Observava atentamente como os meus pais escreviam sobre aquela folha para seguir à risca quando eu crescesse e chegasse a minha vez. Ao lado do último zero do valor, no topo à direita, recomendava-se acrescentar um sustenido.
Em seguida, escrever por extenso o valor. Parecia tema do colégio: trezentos e quarenta e cinco cruzeiros e oitenta e nove centavos. Após assinar e marcar a data, o pai fazia rapidamente uma série de traços paralelos que davam toda a elegância para aquele rito. “Tem que cruzar”, dizia ele.
Às vezes, o atendente pedia que se acrescentasse no verso o número de um telefone. Quantos cheques sem fundos voaram no mercado até então, embora isso não significasse muito para quem planejava um calote. Em outras ocasiões, o pai pedia para que a pessoa também assinasse atrás. “Tem que endossar”, dizia ele.
O tempo passou e chegou a minha vez. Com 17 anos e após ingressar no meu primeiro emprego, recebi um talão de cheques novinho do Banrisul. Decidi estrear na Manlec, após insistência da mãe em comprar uma escrivaninha nova para o meu quarto.
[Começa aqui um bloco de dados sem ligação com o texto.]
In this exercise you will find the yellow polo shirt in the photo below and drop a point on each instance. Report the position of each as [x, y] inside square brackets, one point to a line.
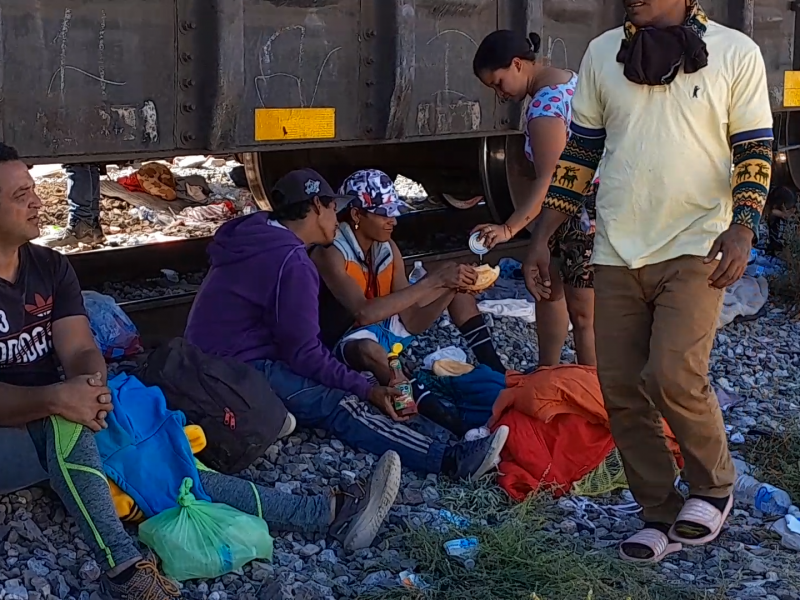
[666, 185]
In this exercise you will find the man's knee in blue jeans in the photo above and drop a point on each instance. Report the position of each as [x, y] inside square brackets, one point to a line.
[350, 419]
[310, 402]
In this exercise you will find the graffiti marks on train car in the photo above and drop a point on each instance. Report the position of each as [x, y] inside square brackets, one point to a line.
[271, 59]
[455, 8]
[449, 110]
[60, 73]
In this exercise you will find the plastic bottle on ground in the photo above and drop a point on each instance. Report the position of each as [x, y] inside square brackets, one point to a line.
[417, 273]
[766, 498]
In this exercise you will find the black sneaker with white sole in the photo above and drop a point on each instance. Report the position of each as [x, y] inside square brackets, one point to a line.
[472, 460]
[360, 509]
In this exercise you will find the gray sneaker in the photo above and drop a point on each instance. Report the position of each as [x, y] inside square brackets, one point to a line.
[360, 511]
[72, 235]
[146, 583]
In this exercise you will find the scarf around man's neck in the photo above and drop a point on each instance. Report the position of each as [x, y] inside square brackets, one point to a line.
[654, 56]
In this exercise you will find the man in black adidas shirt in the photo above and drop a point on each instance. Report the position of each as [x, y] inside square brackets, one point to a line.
[43, 325]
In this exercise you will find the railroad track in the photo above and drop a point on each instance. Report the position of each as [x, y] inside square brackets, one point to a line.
[163, 318]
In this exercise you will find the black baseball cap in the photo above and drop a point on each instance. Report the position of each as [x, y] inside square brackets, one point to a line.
[306, 184]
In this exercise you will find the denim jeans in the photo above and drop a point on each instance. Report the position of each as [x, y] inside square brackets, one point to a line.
[83, 193]
[351, 420]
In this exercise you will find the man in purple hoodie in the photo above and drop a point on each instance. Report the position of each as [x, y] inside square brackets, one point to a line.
[259, 304]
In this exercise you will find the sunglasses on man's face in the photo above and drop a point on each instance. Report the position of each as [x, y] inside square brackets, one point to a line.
[383, 211]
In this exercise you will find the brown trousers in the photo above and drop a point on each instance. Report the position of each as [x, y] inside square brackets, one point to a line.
[655, 327]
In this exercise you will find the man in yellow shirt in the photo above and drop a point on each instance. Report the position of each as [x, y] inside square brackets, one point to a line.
[677, 102]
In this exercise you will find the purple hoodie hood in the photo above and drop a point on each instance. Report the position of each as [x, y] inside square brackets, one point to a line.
[260, 301]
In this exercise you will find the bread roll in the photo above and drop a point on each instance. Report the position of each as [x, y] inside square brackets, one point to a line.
[486, 277]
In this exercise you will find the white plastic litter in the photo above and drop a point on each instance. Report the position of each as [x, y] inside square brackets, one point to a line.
[789, 529]
[448, 353]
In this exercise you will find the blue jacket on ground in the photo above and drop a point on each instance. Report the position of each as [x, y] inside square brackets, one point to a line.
[145, 450]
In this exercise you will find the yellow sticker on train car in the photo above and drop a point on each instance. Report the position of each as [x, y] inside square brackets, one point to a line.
[791, 89]
[284, 124]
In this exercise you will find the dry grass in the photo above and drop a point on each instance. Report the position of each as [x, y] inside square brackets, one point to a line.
[520, 560]
[777, 458]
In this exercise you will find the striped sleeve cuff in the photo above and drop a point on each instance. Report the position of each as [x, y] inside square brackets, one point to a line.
[752, 135]
[752, 164]
[575, 171]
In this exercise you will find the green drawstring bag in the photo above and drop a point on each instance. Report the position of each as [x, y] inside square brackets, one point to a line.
[204, 540]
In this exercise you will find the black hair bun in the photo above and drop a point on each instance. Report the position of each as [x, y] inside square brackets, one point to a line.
[535, 41]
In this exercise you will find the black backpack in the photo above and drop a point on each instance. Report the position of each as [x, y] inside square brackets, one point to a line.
[240, 414]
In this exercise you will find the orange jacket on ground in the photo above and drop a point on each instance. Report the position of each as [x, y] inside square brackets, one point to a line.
[559, 428]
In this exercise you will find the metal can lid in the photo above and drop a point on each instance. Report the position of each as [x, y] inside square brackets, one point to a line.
[475, 245]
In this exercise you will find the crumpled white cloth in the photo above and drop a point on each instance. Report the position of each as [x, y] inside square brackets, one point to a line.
[744, 298]
[448, 353]
[510, 307]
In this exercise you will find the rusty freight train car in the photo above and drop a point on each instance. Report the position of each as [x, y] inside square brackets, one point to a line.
[338, 84]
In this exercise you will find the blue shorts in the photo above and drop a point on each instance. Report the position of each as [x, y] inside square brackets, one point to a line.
[387, 333]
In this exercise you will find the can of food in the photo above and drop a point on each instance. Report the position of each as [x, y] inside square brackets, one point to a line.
[475, 244]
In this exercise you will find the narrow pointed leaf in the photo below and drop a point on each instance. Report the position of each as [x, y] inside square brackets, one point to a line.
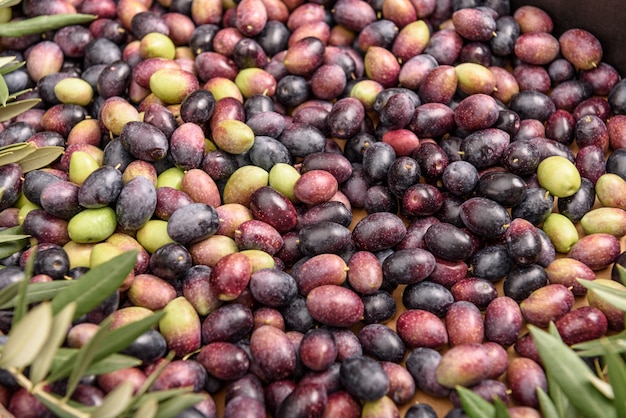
[5, 60]
[161, 395]
[20, 300]
[9, 238]
[96, 285]
[173, 406]
[9, 293]
[10, 248]
[562, 404]
[615, 297]
[5, 69]
[40, 24]
[108, 364]
[571, 374]
[60, 324]
[547, 407]
[13, 109]
[42, 157]
[27, 337]
[474, 405]
[37, 292]
[4, 91]
[53, 403]
[115, 402]
[14, 155]
[9, 3]
[86, 356]
[148, 409]
[621, 270]
[617, 377]
[116, 340]
[500, 408]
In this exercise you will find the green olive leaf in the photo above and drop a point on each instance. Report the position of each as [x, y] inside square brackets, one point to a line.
[562, 404]
[617, 378]
[11, 247]
[109, 364]
[41, 157]
[615, 297]
[54, 404]
[15, 154]
[4, 91]
[96, 285]
[5, 60]
[5, 69]
[86, 356]
[9, 3]
[27, 337]
[20, 305]
[597, 347]
[60, 324]
[547, 407]
[37, 292]
[13, 109]
[40, 24]
[474, 405]
[115, 341]
[173, 406]
[115, 402]
[9, 293]
[148, 409]
[571, 374]
[501, 409]
[9, 238]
Levei a caneta de casa, afinal seria o ápice da minha fase adulta. Pela primeira vez, aquele garotinho que brincava de Banco Imobiliário assinaria um cheque de verdade. Poderoso? Rico? Que nada!
Esqueci que o meu salário era tão minguado que não foi possível pagar aqueles R$ 350 à vista. Preenchi 10 cheques de R$ 35. O braço cansou, a graça acabou e conheci a verdadeira sensação de que a vida real na fase adulta não é apenas o charme de escrever um papelzinho.
Crédito ou débito? Hoje em dia, até prefiro ouvir essa pergunta.